FAA Commercial Space Transportation Wings are issued to *flight crew* passing 50 mi altitude, so FAA will give Virgin SS2 *pilots* wings. Branson probably could have sat up front if he wanted, but the pilots don't get zero-G float time, so... choices, choices.

Bezos made a decision to publicize the fact his flight was entirely automatic. He *could* have claimed he flew the mission entirely using Alexa voice commands and someone probably would have believed him enough to get FAA to pin CSTs on him. So points for honesty, at least.

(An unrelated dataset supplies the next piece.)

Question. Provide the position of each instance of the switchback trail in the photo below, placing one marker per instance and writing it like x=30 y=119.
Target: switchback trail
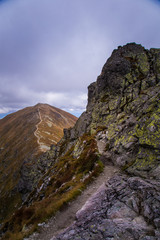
x=65 y=218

Anyway FAA does *not* issue Astronaut Wings to passengers. This isn't just an FAA thing. The space agencies operating the ISS will still call you a "spaceflight participant" if you buy your way on.

FAA regulating flights is a separate issue. IMO Elon's little feud with FAA this year ended up with SpaceX wearing all the egg on their faces. And the regulations are getting less onerous: the FAA saying 'wait a minute, show us your data' is a major improvement from the Air Force telling you 'no way ever, and we don't need to tell you why!'
 

Husky_Khan

The Dog Whistler... I mean Whisperer.
Founder
Speaking of Elon, another SpaceX achievement maybe occurring soon.

US News said:
SpaceX founder Elon Musk said on Saturday the first orbital stack of the Starship rocket should be ready for flight in the coming weeks, taking the unorthodox billionaire a step closer to his dream of orbital and then interplanetary travel.

SpaceX in May successfully landed its Starship prototype, SN15, a reusable heavy-lift launch vehicle that could eventually carry astronauts and large cargo payloads to the moon and Mars.

The touchdown came after four prototype landing attempts had ended in explosions.